Before Alric could respond, he slipped into the cold slime next to the shaped stone. The clutching fingers of the reeking bog dragged his feet down. Bubbles gurgled and burst around his groin, his waist, rising higher and higher still. When the pungent mud reached his chest, he felt his foot settle on solid ground. He waded forward a few paces, every iota of his wits focused on the sensations from his feet. Tapping one shoe in front of him, he felt the bumps and hollows for the narrow path of the ridge. As he moved on, he turned his head to see Alric immediately behind him and the rest of the war-band following in his wake, easing into the bog one by one. He made out the silhouette of Fromund with a barely conscious Swithun, and watched briefly as Fromund held the wounded man’s arms and lowered him into the marsh, where clutching hands guided him in and supported him. As Hereward worked his cautious way onwards he felt pride at how Swithun’s brothers were prepared to risk their own lives to bring the fallen warrior home.

Once before, when he was a boy, he had taken this path, though his chin had barely reached above the surface.

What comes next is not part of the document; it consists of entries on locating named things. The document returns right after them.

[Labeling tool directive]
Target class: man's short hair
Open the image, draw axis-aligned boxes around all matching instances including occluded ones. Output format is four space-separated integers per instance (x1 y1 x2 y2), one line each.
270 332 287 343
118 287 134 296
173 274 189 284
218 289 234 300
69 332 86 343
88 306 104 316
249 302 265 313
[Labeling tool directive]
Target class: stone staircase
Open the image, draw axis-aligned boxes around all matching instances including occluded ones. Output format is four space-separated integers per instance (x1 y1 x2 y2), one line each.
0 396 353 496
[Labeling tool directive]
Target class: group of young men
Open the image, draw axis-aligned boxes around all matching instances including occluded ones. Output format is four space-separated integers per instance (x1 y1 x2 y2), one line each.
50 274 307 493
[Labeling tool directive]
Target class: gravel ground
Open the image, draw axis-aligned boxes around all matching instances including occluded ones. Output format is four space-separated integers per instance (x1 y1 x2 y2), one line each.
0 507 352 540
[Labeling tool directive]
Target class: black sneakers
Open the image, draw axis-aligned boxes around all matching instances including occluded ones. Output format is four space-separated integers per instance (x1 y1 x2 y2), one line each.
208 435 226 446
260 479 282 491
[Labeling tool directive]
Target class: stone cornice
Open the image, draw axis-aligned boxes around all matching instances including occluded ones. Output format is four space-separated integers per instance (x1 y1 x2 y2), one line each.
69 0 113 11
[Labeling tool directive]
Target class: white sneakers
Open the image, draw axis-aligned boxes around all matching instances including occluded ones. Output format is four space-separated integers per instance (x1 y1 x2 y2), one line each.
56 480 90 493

But then he had been filled with the stupidity and bravado of youth. He remembered the sludge gushing down his throat. Choking, fighting for air, the dark closing over his head. His panic as he realized death had him in its grip. He shook himself back to the present.

Hands scrabbled for his back, almost throwing him off-balance.
Hereward wrenched his head around. ‘If you pitch me to my death, by all that’s holy, I will drag you down with me.’

‘Forgive me,’ the monk replied in a tremulous voice. The Mercian could see he was shaking and would likely soon make a fatal error. He grasped the man’s shoulder and whispered warmly, ‘Have faith. All will be well.’

Alric forced a worried smile, his teeth pale in the gloom.

In silence, they waded into the dark.

Enveloped in the stink of rotting vegetation, they heaved against the sucking mire. With each step the silt licked up until it reached their shoulders, and they began to shiver from the cold despite the heat of the night. Hereward glanced back at the trail of warriors snaking into the marsh. The end of the column was lost to the dark, but the faces of those nearest were taut with stark concentration. Everyone there knew a wrong step could be the end of them. ‘Slow and steady will see us through this,’ he hissed in encouragement. Yet time and again he heard a muted splash as someone snatched at the man in front for support when his feet slipped off the narrow ridge. Alric’s muttered prayers droned out, the words laced with mounting desperation.

As they rounded a spur of land dense with trees, a torch glimmered among the branches barely ten spear-lengths away. Hereward hissed for his men to halt. Norman voices rang out through the dark, drawing nearer. He squinted, watching the light gleam off helms. Five men, he guessed, exploring the finger of dry land reaching into the marsh. Hereward watched the light from the lofted brands dance across the gleaming surface of the mud towards the huddled English. Once it revealed them, they would be easy targets for the Norman archers.

Closer the light glimmered until Hereward could almost touch it with his hand. It wavered there, taunting them. The voices chimed louder, insistent tones mixed among the barked orders. Had they been seen? He wished he understood more of that strange tongue than the few words he had gathered. His chest tightened.